Bloggers monopolized the front room at a party at Manuel‘s house yesterday. Faces turned ashen and voices grave when the subject of the Movable Type licensing structure came up – not so much because of the subject itself, I think, but because everyone knew that I was sure to go on at length about it.

I probably need to lighten up.


That’s better.

Six Apart has moved quickly to refine the Movable Type 3.0 licensing structure based on customer feedback. The number of authors and weblogs allowed under the cheapest paid license is being raised to five authors and five weblogs. The two higher license tiers will be eliminated and one blog/one user add-on licenses are now available for $10.

The definition of a weblog, as it’s used in the license, has been refined; the license now specifies that one Movable Type powered website, regardless of how many Movable Type “blogs” are used to generate it, is one weblog. (eg: The main body of Justin’s Skull / Bones site and the “Erstwhere” link blog on its sidebar are counted as a single weblog.) Inactive weblogs and inactive users aren’t counted, even if they’re still backed up on the Movable Type installation.
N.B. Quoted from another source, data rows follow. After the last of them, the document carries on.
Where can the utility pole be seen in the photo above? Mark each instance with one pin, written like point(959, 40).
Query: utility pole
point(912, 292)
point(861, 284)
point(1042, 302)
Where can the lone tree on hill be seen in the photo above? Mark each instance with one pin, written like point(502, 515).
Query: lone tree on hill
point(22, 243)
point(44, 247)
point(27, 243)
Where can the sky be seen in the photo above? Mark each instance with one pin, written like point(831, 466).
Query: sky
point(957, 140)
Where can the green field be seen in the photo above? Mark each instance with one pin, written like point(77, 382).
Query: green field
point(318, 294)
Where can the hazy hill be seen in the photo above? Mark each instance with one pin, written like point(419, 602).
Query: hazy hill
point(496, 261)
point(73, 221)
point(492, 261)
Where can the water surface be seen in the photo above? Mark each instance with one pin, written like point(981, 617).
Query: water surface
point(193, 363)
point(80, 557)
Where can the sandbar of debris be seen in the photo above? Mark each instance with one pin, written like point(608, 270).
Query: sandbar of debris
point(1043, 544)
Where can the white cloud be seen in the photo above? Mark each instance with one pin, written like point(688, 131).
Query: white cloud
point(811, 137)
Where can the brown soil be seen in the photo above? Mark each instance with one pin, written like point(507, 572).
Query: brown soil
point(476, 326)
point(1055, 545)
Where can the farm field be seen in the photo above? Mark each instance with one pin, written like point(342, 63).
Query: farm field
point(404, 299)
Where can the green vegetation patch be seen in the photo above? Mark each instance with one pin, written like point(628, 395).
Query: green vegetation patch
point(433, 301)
If I upgraded, Struat.com would be covered by the basic paid license and I’d be able to launch one more Movable Type project. But I know that, going forward, I’m going to experiment with blog-type projects, start new sites and shed others, and I don’t want to have to constantly reassess what I’m doing based on whether or not I’m one user over the license-set limit. The new licensing terms are still too restrictive. The per user/per weblog licensing model doesn’t work for me. I’ll use another program for my Marco Polo project, probably the next WordPress release or another open source CMS. I’ll stick with Movable Type for my current MT-powered sites and will support my brother’s Movable Type powered site. I made a small donation to Ben and Mena a couple of years ago, and that can be applied as part of a licensing fee, so I might eventually get a paid license and upgrade to Movable Type 3.0 just to see how it goes. If I do that, I’ll definitely keep the current installation intact, in case I want to revert to that setup and less restrictive license. As for my book site, I really should have been open to a free alternative even before the commercial license became more restrictive and I’m glad that I’ve had the chance to re-evaluate.

Finally, I’ll say that I’ve been happy with Movable Type ever since I installed it. Without Movable Type this site probably wouldn’t exist – either that, or it would really suck.
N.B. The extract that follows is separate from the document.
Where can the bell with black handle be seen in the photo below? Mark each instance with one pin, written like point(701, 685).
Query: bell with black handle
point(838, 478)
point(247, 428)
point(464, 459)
onepotmeal: “S called his editor and said, Hey, I’ve been thinking, I want to relicense my book.”

Client and Server: “One day, you get a call from the car dealer and they ask you, “Hey, we’re working on a new model and we’re looking for people to test it out and tell us what’s wrong with it. Now, mind you, in order to use this car, we’ll have to take your old one away.” You think, OK, sure, let’s do it.”

kottke.org: “The tiered personal pricing still doesn’t make sense.”

Ben Trott in May 5th IT Conversations interview: “Movable Type has always been a really great tool, and the fact that we’ve had 38 cents donation per download says that even though the donation model worked out well for us when it was just Mena and myself it’s not going to support a company.”